Emerge tuttavia dalla proposta la volontà di rendere più restrittivi i flussi dei richiedenti asilo rafforzando le chiusure delle frontiere esterne, obiettivo perseguito soprattutto dai paesi del gruppo Visegrád. Inoltre, per quanto concerne il meccanismo di solidarietà, si afferma la possibilità per gli Stati membri di rafforzare i sistemi di finanziamento per i rimpatri ove ne sussistano le condizioni soprattutto per i migranti irregolari.

Ma la lacuna profonda della proposta del nuovo Patto è che viene dato poco spazio all’unica risposta possibile per contrastare la migrazione illegale, cioè la creazione e il rafforzamento di corridoi umanitari e di più intense forme di migrazione legale anche negli spostamenti dovuti alla ricerca di lavoro.

La conclusione che si può trarre è che la pandemia ha dato uno slancio ulteriore alla politica di chiusura dell’Unione europea rispetto ai flussi migratori già avviata prima della pandemia, come risposta alla crisi umanitaria che lungo la Rotta dei Balcani aveva portato in Europa più di un milione di persone. Il numero dei migranti risultante dai dati Unhcr è andato progressivamente diminuendo: 373.652 nel 2016, la metà nel 2017, 141.000 nel 2018, 123.000 nel 2019, 27.965 nei primi 6 mesi del 2020.

Ma se si guardano i numeri è lecito chiedersi se non sia opportuno impegnarsi di più nella gestione dei flussi migratori piuttosto che sulla chiusura delle frontiere.
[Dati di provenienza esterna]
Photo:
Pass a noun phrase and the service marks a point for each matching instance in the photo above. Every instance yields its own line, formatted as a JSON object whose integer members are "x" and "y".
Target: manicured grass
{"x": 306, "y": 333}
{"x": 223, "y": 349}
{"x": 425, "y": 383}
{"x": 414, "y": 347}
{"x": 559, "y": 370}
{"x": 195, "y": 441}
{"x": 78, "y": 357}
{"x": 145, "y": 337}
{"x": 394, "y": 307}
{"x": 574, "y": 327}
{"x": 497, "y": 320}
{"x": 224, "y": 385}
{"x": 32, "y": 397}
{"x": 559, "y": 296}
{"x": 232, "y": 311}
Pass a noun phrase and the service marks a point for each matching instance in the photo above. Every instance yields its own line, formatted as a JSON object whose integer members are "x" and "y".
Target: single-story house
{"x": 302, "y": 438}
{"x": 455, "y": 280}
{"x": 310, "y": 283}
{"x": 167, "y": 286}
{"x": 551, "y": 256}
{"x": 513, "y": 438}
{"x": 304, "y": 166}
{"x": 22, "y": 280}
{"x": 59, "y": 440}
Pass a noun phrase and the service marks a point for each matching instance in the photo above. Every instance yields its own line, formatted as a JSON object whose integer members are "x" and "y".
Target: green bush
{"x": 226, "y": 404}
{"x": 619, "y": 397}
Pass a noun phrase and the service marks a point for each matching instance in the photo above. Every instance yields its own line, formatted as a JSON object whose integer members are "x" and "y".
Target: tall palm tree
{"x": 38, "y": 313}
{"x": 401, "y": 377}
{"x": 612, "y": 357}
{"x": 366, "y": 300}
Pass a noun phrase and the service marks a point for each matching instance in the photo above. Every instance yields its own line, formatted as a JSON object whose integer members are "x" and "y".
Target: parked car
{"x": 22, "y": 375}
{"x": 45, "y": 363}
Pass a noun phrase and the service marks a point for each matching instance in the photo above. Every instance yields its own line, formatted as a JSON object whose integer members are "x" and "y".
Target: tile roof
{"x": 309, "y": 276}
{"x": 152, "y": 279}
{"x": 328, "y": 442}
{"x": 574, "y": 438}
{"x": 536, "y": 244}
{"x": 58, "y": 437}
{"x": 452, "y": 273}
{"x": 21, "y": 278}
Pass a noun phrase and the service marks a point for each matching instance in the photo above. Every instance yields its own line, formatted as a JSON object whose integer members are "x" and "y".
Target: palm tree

Davvero è ipotizzabile fermare 272 milioni di persone, come detto prima, che si muovono ogni anno sulla Terra? 1 abitante su 30. Di questi 79,5 milioni sono migranti forzati, 24,9 milioni sono migranti ambientali sempre più numerosi, 164 milioni migranti economici.

Tutto questo richiede risposte complesse a cui forse proprio l’Unione europea dovrebbe dare impulso. È possibile trovare il modo di valorizzare il fenomeno migratorio trasformandolo in risorsa?

Nel frattempo dal 2015 ad oggi più di 16.700 persone sono morte durante il viaggio per raggiungere le coste europee: almeno 241 nel 2020 e mentre i politici discutono, il Mediterraneo continua a risuonare di un pianto sommesso che arriva fino a noi.